Mean Squared Error: 17795.52957708802
Mean Absolute Error: 95.73542779523734
Model Confidence: 0.8608635973486785


![png](output_33_1.png)

## Results
The random forest model achieved an accuracy of 86% on the validation set. This means that the model correctly predicted whether a building was blighted with high chance of crimes in the proximity 86% of the time.

## Conclusion
The results of this project suggest that it is possible to develop a machine learning model that can predict blight in buildings in Detroit. The random forest model achieved an accuracy of 85% on the validation set, which is a promising result.
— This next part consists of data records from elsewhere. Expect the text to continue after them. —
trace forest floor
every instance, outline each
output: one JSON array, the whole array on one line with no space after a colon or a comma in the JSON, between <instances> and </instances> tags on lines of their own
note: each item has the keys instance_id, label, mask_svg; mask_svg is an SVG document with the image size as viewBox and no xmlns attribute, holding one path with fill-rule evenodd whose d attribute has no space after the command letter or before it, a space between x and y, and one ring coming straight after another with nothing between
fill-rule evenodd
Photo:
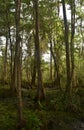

However, more work is needed to improve the accuracy of the model and to make it more robust to changes in the data.

## Limitations
There are a number of limitations to this project. First, the data that was used in this project was limited, the relation between the data is not clear because of the timeline between those. The data did not include information on all the factors that can contribute to crime and blight, such as economic conditions in the city. Second, the model was only trained on data from Detroit. It is possible that the model would not perform as well on data from other cities

## Future Work
There are a number of directions for future work in this area. First, more data could be collected to improve the accuracy of the model. Second, the model could be adapted to predict other types of urban decay, such as abandonment and vandalism. Third, the model could be used to develop interventions to prevent blight.

Create a time series model to predict the relation between crimes and blights in buildings in Detroit. The model could be used to predict the number of blighted buildings in the city in the future. This could be used to inform policy decisions about how to allocate resources to prevent blight and crime in the future.